Ce n'est pas ses mots. C'est le ton sur lequel elle les dit.
          "Je dois"
           Je suis épuisée, mais je continue désespérément à travailler, l'œil fatigué par le microscope électronique. Il ne faut pas que je m'endorme. Une main sur mon épaule. Le professeur Moberg.
“ Vous êtes encore là, Göran ? Vous n'êtes pas rentré ?
_ J'étais à une soirée, j'ai décidé de repasser pour prendre un dossier. Nilane, il est trois heures du matin. Qu'est-ce que vous faites encore au labo ?
_ J'avais besoin des locaux pour vérifier quelque chose. Je ne peux pas vous en parler. C'est personnel.
_ Votre fille ?
           Je me tais. Évidemment. Göran Moberg est un homme protecteur et paternel. Il se renseigne sur la vie de ses employés, sur les soucis qui pourraient entraver leur efficacité au travail.
_ Je n'utiliserais plus les locaux, dis-je. Pardonnez-moi.
_ Rentrez chez vous, Nilane. Et demain, ne venez pas, reposez-vous.

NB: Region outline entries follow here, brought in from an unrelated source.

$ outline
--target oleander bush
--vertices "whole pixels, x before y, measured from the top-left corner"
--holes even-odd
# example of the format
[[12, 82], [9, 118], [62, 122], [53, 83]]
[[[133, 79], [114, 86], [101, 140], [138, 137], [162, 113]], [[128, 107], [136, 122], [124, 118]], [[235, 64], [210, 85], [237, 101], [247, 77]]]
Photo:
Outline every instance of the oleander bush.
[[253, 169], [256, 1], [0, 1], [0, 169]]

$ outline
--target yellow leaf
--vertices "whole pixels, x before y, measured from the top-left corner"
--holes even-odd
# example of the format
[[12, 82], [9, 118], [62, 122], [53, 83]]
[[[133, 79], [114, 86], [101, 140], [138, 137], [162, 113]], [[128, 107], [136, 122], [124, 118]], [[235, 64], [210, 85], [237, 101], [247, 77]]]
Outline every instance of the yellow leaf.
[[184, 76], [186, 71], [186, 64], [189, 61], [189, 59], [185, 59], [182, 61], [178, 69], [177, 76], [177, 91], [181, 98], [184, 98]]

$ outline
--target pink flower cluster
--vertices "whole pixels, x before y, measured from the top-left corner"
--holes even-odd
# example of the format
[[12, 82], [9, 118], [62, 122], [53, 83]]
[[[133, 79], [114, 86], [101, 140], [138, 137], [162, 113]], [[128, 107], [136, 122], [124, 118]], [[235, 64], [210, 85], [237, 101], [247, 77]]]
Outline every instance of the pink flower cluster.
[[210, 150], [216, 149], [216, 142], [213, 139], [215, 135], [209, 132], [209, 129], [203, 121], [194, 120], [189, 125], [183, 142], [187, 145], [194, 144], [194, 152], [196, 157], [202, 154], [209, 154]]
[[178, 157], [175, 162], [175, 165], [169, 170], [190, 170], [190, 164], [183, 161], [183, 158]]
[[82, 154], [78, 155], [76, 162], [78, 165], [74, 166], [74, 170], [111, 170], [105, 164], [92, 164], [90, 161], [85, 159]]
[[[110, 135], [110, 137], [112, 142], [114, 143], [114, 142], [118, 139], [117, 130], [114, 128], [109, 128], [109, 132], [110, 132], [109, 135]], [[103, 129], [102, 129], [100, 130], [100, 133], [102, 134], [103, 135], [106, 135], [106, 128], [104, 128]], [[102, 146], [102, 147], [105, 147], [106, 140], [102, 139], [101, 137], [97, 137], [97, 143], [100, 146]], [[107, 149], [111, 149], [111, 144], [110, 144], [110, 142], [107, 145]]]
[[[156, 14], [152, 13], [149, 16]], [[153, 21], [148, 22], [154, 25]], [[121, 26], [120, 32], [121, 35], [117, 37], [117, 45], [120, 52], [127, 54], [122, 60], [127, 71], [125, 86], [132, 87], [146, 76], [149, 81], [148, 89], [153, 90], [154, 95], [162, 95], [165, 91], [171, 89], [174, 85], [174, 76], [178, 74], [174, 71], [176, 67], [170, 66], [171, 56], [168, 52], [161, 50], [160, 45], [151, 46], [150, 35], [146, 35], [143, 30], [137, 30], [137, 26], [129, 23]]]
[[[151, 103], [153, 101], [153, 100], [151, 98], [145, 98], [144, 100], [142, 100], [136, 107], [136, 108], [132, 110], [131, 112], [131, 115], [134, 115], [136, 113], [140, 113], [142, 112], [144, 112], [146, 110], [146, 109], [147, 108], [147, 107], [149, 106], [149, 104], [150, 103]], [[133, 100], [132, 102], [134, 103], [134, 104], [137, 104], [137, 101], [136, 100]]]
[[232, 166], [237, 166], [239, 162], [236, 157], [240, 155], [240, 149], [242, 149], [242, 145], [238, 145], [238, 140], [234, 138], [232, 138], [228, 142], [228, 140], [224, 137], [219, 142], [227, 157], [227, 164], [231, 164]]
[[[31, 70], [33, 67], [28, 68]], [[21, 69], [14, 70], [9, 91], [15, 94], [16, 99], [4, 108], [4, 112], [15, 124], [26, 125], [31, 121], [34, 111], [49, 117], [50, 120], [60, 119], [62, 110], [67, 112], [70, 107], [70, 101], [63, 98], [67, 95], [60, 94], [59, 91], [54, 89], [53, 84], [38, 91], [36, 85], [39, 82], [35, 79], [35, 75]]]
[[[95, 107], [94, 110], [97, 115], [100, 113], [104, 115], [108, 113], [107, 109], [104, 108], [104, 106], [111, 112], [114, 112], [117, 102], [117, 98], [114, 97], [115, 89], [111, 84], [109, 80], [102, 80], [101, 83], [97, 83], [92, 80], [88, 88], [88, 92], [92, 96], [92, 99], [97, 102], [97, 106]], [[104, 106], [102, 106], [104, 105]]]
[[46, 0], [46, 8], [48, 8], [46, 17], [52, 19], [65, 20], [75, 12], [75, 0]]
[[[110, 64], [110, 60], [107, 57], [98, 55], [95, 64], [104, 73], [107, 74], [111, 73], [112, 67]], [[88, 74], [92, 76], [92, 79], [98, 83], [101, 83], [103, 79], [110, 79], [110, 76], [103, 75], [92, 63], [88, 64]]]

          Je ne conteste pas. Je ne veux pas d'ennui. J’ai trop besoin de garder ma place dans ce labo de recherche.
_ Nilane ? appelle-t-il au moment où je m’apprête à partir.
_ Quoi donc ?
_ Nilane, vous vous épuisez pour rien. J'ai fait examiner votre fille par les spécialistes les plus éminents. Ils ne trouvent pas le moyen d'arrêter la propagation du cancer. Ne perdez pas le précieux temps qui lui reste sur ces microscopes.
_ Taisez vous.
_ Je regrette de vous dire cela, mais il faut bien que quelqu'un vous le dise. Votre fille va mourir, Nilane.
_ Taisez-vous, je dois la sauver. Je dois ! Je dois ! ”

           Oui. Le même ton. Exactement le même.
           Ma petite fille, combien de temps te reste-t-il, si Rhoan ne parvient pas à construire son arme à temps pour te sauver ? Deviendras-tu femme ? Vivras-tu avec ce souvenir, cette race que tu pouvais sauver, et que tu n’as pas pu à cause de moi ? Vivras-tu une autre occasion de trouver à ta vie un sens aussi fort que celui-là ?
            Je tremble. Je tremble terriblement. Tout mon être résiste, et pourtant, je le sais, je dois dire oui. Un simple oui.
            Je me retourne en sentant quelque chose de chaud se poster sur mes épaules. Xorth refait le geste que j'ai fait avec lui, en signe de paix. Il ne sait pas sourire à la manière humaine, mais ses yeux cherchent à m'apaiser.
            Je regarde Lilyah.
“ Dites-lui... Essayez de lui dire qu'il peut, mais qu'il aille doucement, qu'il fasse très attention. Et je reste à côté d'elle. Et j'ai le droit de tout arrêter des que je sens que ça va trop loin. ”
            Lilyah hoche la tête.
            J'ai une main de glace dans l'estomac.